Exkurs: Weitere Fragen die Sie vor dem Start der Bereinigung/Analyse beantworten sollten:

  • Sind alle relevanten Variablen im Datensatz?
  • Können überflüssige Variablen zur besseren Übersicht herausselektiert werden?
  • Wurden im vorhinein Bedingungen für die Stichprobe gestellt? (z. B. alle Teilnehmenden müssen volljährig sein)
  • Haben alle Variablen den richtigen Datentyp? (z. B. Zahlen sind als integers und nicht versehentlich als characters hinterlegt, siehe Datentypen in R)

Wie werden Datensätze in R bereinigt?

Überblick über die Vollständigkeit des Datensatzes verschaffen

Fehlende Werte werden in RStudio mit NA gekennzeichnet. Ein hoher Anteil an fehlenden Werten kann auf Probleme mit der Datenqualität oder mit der Datenerhebung hinweisen. Zum Beispiel könnten Befragte die Befragung oft vorzeitig abgebrochen haben (sog. Abbrecher), Fragen in einer Umfrage oft übersprungen worden sein (sog. Durchklicker), oder technische Fehler könnten während der Datenerfassung aufgetreten sein.

Mit Hilfe der is.na() Funktion können diese leeren Zellen gefunden werden. Um beispielsweise herauszufinden, wie viele fehlende Werte sich im Datensatz befinden, können die Funktionen sum() und is.na() kombiniert werden:

Befehl:

library(tidyverse)
daten %>% is.na()
%>% sum()

Dieser Befehl gibt Ihnen zunächst die absolute Anzahl aller NAs in Ihrem Datensatz. Da dieser Wert aber nur sinnvoll in Relation zu der Größe Ihres Datensatzes (Anzahl der Fälle / Zeilen sowie Anzahl der Variablen / Spalten) interpretiert werden kann, lohnt es sich, den relativen Anteil der NAs in Ihrem Datensatz zu berechnen:

Befehl:

daten %>% 
is.na() %>% 
sum() / (nrow(daten) * ncol(daten))

Je nachdem wie groß die Zahl der fehlenden Werte ist, kann es sinnvoll sein ganze Fälle (Zeilen) auszuschließen, die besonders viele fehlende Werte haben (z. B. bei Abbrechern) oder Fälle die nur einen oder wenige fehlende Werte haben drin zu lassen.
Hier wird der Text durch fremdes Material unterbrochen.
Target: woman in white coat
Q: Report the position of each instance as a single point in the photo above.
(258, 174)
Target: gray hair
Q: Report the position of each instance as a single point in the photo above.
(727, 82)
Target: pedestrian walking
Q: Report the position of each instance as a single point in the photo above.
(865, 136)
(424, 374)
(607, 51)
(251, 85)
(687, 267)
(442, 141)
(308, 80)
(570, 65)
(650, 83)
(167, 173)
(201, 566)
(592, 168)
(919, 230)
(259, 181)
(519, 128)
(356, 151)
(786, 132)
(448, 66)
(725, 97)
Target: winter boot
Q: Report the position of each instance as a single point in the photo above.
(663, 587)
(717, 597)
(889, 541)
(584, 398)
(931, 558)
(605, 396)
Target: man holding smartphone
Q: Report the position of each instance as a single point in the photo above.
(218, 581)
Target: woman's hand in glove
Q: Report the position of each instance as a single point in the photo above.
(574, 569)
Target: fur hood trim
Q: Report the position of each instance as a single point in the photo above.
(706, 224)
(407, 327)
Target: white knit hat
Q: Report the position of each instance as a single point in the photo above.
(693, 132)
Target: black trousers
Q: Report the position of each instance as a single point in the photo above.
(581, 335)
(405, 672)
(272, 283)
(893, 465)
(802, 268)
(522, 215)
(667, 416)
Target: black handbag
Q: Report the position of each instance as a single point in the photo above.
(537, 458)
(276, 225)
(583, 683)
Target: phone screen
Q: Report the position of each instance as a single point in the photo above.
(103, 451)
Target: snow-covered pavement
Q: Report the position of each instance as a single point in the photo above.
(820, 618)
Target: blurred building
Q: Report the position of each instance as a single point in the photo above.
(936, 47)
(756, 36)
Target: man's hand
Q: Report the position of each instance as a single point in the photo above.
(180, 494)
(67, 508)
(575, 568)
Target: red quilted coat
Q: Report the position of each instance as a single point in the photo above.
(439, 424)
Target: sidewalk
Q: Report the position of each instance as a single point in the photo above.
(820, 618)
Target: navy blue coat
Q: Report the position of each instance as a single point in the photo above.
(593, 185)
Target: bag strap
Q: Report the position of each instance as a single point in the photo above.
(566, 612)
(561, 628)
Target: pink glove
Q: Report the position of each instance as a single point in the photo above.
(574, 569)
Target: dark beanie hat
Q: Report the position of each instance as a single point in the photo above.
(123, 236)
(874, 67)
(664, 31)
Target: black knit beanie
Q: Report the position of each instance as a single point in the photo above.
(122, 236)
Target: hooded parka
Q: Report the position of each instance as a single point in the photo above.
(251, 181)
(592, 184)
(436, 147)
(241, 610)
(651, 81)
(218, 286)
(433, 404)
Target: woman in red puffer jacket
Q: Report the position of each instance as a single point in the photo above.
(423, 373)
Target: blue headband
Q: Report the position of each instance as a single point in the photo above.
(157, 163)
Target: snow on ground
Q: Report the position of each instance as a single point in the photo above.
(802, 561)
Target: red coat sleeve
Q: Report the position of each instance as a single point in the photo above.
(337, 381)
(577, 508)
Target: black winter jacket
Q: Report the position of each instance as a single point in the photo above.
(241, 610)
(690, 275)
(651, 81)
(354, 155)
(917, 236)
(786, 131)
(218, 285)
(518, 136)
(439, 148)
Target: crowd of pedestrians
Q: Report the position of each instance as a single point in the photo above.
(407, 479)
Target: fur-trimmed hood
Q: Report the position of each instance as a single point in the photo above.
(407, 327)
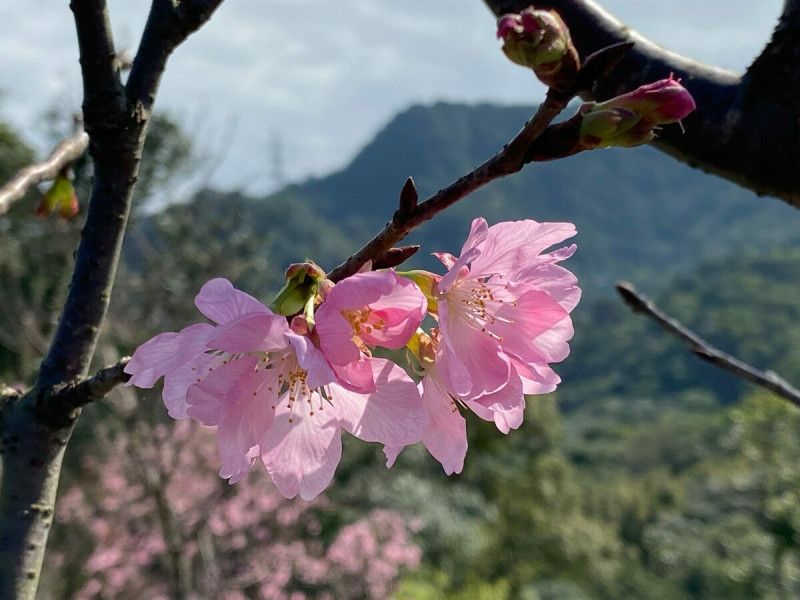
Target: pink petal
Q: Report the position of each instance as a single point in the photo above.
(356, 376)
(520, 324)
(312, 360)
(246, 419)
(177, 382)
(509, 397)
(392, 415)
(512, 244)
(165, 353)
(459, 269)
(469, 361)
(360, 289)
(302, 456)
(504, 421)
(264, 332)
(478, 231)
(445, 437)
(401, 312)
(557, 281)
(335, 335)
(221, 302)
(537, 378)
(447, 259)
(207, 399)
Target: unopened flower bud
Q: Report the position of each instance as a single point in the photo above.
(60, 196)
(422, 347)
(631, 119)
(662, 102)
(300, 291)
(614, 127)
(425, 281)
(539, 39)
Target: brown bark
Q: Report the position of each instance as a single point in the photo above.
(35, 427)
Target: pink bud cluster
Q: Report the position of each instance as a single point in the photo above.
(632, 119)
(282, 390)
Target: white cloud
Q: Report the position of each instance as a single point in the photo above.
(328, 75)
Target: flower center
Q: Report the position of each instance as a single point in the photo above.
(292, 383)
(478, 304)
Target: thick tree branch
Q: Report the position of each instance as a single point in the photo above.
(168, 25)
(116, 120)
(702, 349)
(745, 129)
(63, 155)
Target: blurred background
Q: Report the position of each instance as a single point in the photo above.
(283, 137)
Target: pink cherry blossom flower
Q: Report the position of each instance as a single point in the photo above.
(503, 309)
(369, 309)
(283, 402)
(445, 436)
(180, 357)
(500, 315)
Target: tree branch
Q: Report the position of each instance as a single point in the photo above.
(97, 387)
(699, 347)
(63, 155)
(116, 121)
(168, 25)
(745, 129)
(509, 160)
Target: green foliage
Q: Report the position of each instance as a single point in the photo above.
(648, 477)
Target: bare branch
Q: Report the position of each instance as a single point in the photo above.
(63, 155)
(745, 129)
(702, 349)
(116, 121)
(509, 160)
(94, 388)
(168, 25)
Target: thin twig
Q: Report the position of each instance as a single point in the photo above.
(702, 349)
(94, 388)
(506, 162)
(63, 155)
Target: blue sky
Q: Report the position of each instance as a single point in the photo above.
(324, 77)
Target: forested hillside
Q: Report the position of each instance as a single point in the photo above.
(647, 475)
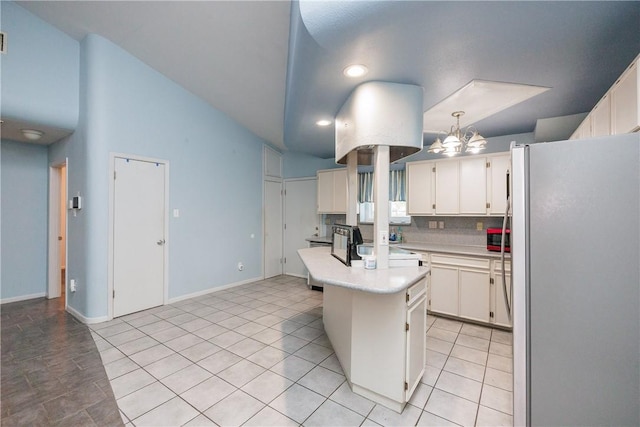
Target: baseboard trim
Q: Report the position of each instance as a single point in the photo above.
(23, 298)
(84, 319)
(212, 290)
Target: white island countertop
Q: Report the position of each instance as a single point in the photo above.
(324, 268)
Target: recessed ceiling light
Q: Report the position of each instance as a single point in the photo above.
(356, 70)
(32, 134)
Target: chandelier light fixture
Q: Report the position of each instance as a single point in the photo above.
(457, 140)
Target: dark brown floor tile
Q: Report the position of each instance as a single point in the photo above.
(79, 419)
(34, 415)
(105, 413)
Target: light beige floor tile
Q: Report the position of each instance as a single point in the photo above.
(500, 379)
(145, 399)
(500, 362)
(460, 386)
(119, 367)
(469, 354)
(227, 339)
(292, 367)
(241, 373)
(185, 341)
(208, 393)
(322, 381)
(333, 364)
(476, 331)
(473, 342)
(152, 354)
(465, 368)
(331, 414)
(246, 347)
(435, 344)
(387, 417)
(200, 351)
(267, 357)
(498, 399)
(314, 353)
(235, 409)
(488, 417)
(450, 325)
(172, 413)
(344, 396)
(501, 349)
(219, 361)
(289, 343)
(186, 378)
(269, 417)
(427, 419)
(442, 334)
(452, 408)
(130, 382)
(167, 366)
(435, 359)
(267, 386)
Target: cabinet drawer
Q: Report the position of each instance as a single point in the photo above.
(497, 266)
(461, 262)
(415, 292)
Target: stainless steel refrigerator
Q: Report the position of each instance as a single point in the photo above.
(575, 249)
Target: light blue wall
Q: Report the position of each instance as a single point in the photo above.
(40, 71)
(215, 176)
(24, 219)
(299, 165)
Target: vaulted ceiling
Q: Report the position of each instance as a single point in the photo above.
(276, 67)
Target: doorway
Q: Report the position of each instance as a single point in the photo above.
(139, 226)
(57, 251)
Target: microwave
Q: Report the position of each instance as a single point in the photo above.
(494, 239)
(344, 243)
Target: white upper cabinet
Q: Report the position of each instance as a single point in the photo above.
(447, 187)
(601, 117)
(497, 183)
(473, 186)
(617, 112)
(420, 188)
(332, 191)
(625, 97)
(272, 163)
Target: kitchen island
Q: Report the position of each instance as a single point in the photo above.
(376, 322)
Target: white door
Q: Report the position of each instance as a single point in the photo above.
(301, 221)
(272, 228)
(138, 235)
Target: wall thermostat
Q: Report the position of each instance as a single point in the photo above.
(75, 202)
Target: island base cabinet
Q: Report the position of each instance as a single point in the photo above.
(379, 340)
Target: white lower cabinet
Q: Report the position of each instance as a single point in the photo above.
(468, 288)
(500, 314)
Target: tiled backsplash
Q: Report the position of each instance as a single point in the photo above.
(457, 230)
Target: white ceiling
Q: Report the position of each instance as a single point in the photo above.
(276, 66)
(233, 54)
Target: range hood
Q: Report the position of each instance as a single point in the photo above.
(380, 113)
Abbrecher identifizieren und entfernen

Falls Ihre Daten mittels SoSci Survey erhoben wurden, steht Ihnen die Variable MAXPAGE zur Verfügung. Diese Variable ist besonders nützlich, um zu verstehen, wie weit die Teilnehmenden im Fragebogen fortgeschritten sind, bevor sie die Umfrage beendet haben. Konkret zeigt MAXPAGE die Nummer der letzten Seite an, die von den jeweiligen Teilnehmenden beantwortet wurde. Dies kann Aufschluss darüber geben, ob die meisten Teilnehmenden den Fragebogen vollständig ausgefüllt haben oder an einem bestimmten Punkt abgebrochen haben.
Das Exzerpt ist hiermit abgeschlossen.